Bustling Hong Kong treats visitors to an ever-changing landscape of activities. It’s loads of fun and perfect people watching too, seeing families, couples and singles enjoying themselves and eating delicious Chinese food. This is, in fact, a city where you could just walk around all day eating.
Food of all kinds was just so good during our days and nights. We remember the lady who was making noodles by hand and after she sold two bowls to us, gave us the biggest smile when fumbled to eat with chopsticks.
There’s no better time to see Hong Kong, with its beautiful parks, spectacular views, easy-to-use transportation and more shops than anyone could imagine selling everything from brand-name clothing , watches and cameras, to high-end jewelry. There is even a Disneyland, which brings in many families from all over Asia.
When we left Hong Kong we returned to the airport the same way we arrived, sitting on top of a double-decker bus. It’s not only the cheapest way to get there, but also the best.
With so many airlines using Hong Kong as their hub city in Asia, it is a gateway to the rest of Asia. If you need to go anywhere in Asia it’s good to check the flights to Hong Kong as well, adding on the cost of your ticket to your final destination in Asia. You just might save money on a trip, and have the chance of spending a few nights in Hong Kong.
Hurrah to Hong Kong.
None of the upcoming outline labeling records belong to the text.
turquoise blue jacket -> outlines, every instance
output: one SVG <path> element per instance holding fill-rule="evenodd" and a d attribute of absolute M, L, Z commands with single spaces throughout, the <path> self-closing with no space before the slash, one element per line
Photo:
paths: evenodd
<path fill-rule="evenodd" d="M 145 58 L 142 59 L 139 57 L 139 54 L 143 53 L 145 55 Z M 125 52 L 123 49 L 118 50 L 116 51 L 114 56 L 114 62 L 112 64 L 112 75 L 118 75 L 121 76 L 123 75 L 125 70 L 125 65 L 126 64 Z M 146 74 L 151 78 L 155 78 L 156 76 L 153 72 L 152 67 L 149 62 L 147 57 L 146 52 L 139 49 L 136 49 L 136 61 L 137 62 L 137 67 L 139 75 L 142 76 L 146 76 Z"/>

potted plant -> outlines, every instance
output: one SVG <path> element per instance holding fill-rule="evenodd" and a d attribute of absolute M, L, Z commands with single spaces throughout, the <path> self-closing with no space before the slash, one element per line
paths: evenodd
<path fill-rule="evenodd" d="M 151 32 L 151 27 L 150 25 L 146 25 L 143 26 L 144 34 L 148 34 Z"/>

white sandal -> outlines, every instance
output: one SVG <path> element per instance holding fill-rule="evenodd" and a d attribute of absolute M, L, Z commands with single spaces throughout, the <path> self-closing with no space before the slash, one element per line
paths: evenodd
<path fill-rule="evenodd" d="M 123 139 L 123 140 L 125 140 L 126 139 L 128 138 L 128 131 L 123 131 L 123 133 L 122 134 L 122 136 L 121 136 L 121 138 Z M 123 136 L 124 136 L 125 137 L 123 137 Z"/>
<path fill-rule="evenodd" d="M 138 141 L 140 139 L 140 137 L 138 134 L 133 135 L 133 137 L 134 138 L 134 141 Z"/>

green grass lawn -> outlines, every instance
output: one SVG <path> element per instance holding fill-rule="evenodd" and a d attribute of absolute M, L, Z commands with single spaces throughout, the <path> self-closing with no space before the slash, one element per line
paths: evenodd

We’ll be back anytime we can – the possibilities for adventure, fun and good times are endless.
If you go:
Hong Kong Tourism
The Victoria Peak Hong Kong Tram
Symphony Of Lights
You can listen to the show’s music and English narration nightly live along the Tsim Sha Tsui waterfront between the Avenue of Stars and the Hong Kong Cultural Centre, the promenade outside the Golden Bauhinia Square in Wan Chai every Monday, Wednesday and Friday night.